The super should be cleaned up in a day or less. It is best to only have what they covver 70 to 80 percent, so take the cleaned deep back off. The Brazilian Pepper is done now. There is not much coming in. If you leave too much extra space the small hive beetles will take advantage of the weakness and you will have nothing in a few weeks. Make sure you protect the empty super off the hive with para dichloro benzene moth crystals. If you do not the small hive beetles, wax moths and roaches will leave you nothing but a huge mess.


----------



## Fuzzy (Aug 4, 2005)

Americasbeekeeper,

So, is it your contention that the SHB will ruin "bee cleaned, dry" supers ? I thought they were after the honey...

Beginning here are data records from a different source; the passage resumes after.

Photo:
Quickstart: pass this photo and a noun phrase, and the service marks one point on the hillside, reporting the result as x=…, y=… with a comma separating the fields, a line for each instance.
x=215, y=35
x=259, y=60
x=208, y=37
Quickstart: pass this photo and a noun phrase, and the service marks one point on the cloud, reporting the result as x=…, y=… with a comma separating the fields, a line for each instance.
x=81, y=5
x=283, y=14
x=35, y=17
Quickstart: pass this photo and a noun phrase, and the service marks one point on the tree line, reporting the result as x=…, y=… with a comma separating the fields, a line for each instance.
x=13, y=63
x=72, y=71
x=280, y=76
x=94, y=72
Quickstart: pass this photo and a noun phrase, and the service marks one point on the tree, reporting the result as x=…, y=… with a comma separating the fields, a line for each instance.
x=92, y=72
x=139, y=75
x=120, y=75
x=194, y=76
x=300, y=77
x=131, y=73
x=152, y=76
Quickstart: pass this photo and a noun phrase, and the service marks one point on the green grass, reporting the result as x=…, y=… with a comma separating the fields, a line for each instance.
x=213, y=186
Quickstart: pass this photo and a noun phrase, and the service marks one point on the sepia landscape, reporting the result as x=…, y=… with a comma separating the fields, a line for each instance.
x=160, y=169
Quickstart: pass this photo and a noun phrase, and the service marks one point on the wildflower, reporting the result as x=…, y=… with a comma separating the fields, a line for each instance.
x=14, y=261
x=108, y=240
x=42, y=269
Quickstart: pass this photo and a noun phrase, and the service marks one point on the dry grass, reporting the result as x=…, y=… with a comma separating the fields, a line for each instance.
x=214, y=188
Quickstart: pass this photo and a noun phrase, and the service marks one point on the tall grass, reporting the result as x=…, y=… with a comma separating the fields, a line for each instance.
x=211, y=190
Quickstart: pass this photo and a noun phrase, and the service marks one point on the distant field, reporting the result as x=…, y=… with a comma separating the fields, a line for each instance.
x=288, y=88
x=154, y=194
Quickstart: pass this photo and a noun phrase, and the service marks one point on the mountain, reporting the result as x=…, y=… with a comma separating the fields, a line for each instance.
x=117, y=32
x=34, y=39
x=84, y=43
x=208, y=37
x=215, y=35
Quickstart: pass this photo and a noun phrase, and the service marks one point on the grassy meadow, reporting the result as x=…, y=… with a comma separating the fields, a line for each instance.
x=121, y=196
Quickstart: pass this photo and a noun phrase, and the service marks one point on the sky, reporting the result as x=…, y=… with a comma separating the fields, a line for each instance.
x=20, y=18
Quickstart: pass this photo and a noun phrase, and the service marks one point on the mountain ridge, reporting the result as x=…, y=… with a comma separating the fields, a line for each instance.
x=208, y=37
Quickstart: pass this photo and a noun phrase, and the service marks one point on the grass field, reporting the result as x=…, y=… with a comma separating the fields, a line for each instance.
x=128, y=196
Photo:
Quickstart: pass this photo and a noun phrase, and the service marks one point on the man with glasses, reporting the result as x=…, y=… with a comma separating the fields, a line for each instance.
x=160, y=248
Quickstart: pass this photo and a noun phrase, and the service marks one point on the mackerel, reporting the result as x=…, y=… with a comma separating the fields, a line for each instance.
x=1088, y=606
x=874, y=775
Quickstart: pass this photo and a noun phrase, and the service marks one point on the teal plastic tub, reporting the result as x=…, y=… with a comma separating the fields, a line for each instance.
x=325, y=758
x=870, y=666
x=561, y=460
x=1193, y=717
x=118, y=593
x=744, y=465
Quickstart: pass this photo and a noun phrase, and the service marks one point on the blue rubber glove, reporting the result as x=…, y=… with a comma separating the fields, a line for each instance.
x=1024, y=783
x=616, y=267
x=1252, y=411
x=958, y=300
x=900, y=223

As for the moths, get some BT and spray them instead.


----------



## peacekeeperapiaries (Jun 23, 2009)

Fuzzy said:


> So, is it your contention that the SHB will ruin "bee cleaned, dry" supers ? I thought they were after the honey


SHB will absolutely DESTROY fresh bee cleaned supers, but you wont see the damage right away, you will let the bees clean them up good then you will store them and about a week later you will find the supers and floor literally crawling with SHB larvae.....dont ask me how I know this...but I will tell you experience is a wonderfully harsh teacher


----------



## Eddie M (May 6, 2008)

My experience is that they won't remove the honey from the extracted frames if you place them back on as they were originally. They just clean up the wax particles - and maybe reorganize the honey in the same frames. If I want them to remove the honey and take it down to the wintering brood chamber I put an empty deep on top of the inner cover and place several "dirty" frames inside on their sides in a hap hazard manner and place the outer cover on top. Now they will clean them up.


----------



## jesuslives31548 (May 10, 2008)

Trust me SHB's will wreck havic on stored supers in the South. I learned that the hard way. I thougt after the bees cleaned up the supers for two days I would be safe. They appeared dry and clean. A week later SHB Slim all over bottom, strong foul odor you wont forget. I would recomend treatment during storage,drawn comb is valuable.


----------



## max2 (Dec 24, 2009)

I'm always amazed to read that you let frames, supers, cappings, extractors...to be cleaned up by the bees. It is illegal here in Australia as ( so we are told) it is apparently the most likely way to spread diseases. We are not even allowed to mix honey with bread to feed to the parrots as it could attract bees.
I wonder if we are to careful Downunder?!


----------



## max2 (Dec 24, 2009)

Have a look here: http://www.dse.vic.gov.au/CA256F310024B628/0/4AC9E7E751D28AA1CA257069001FF86F/$File/Apiary+Code+of+Practice+May+1997.pdf and go to 4.6...


----------



## FloridaBee (Oct 23, 2010)

AmericasBeekeeper said:


> ..... Make sure you protect the empty super off the hive with *para dichloro benzene moth crystals*.


.

AmericasBeekeeper - In an effort to stay 100% natural (i.e. no chemicals at all), I am wondering if instead of the para dichloro benzene moth crystals, if a person could just put the frames in the freezer for about a week or so, to prevent any SHB or moth problems?


----------



## Countryboy (Feb 15, 2009)

_if a person could just put the frames in the freezer for about a week or so, to prevent any SHB or moth problems? _

During the week that the frames are in the freezer, the frames should be fine.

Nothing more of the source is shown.